Two more behaviors follow from these requirements, as shown in Fig. 1:

  • Ladders can be delayed by arbitrary times, by executing a sequence of turns in a square spiral.

  • Ladders can end.

    Fig. 1. Birth, turns, and blocking. With sequences of turns,
    we can also delay ladders, or end them by blocking them with themselves.

    The blocking collision will be our main building block for Boolean circuits. If the presence or absence of a ladder corresponds to a wire being true or false, blocking acts as a logical gate as shown in Fig. 2, with inputs a and b and outputs b and a and not b. (If necessary, we delay a so that it arrives after b does if b is present.)

    Fig. 2. The logical effects of a blocking collision.
    A ladder emerges on the right only if a is present and b is not. If a is always present, blocking negates b.
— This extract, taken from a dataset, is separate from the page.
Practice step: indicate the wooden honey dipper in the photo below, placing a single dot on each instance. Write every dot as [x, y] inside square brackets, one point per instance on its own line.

We can also make copies of a wire.

    By setting a to TRUE, i.e., giving birth to a ladder which is always there, we can use blocking to negate wires. Then by combining blocking with negation, we can construct AND and OR gates,

    a and b = a and not(not b), a or b = not((not a) and (not b)).
    We can also make a wire 'fan out' by making multiple copies of it, so that it can be used as input for more than one gate.

    In two dimensions, since our ladders cannot cross each other, our circuits have to be planar. But if negation is available, we can simulate non-planar circuits by building a crossover gadget as shown in Fig. 3; the reader can check that with inputs a on the left and b on the right, the outputs are b on the left and a on the right as advertised. (In contrast, the majority-vote CA cannot express negation, and so can only express planar circuits in d=2; see [13].)

    Fig. 3. A crossover gadget with 8 blocking gates;
    perhaps a clever reader can find a smaller one.

    Because of a ladder CA's ability to do crossover, CIRCUIT VALUE for planar circuits is just as hard as the general case. Now suppose we want to know whether a finite seed will grow to infinity. If we design the seed to let the corresponding circuit's output ladder grow, and kill off all the others, then the CA will grow to infinity if and only if its circuit's output is true. Thus growth model prediction is at least as hard as Boolean circuit prediction.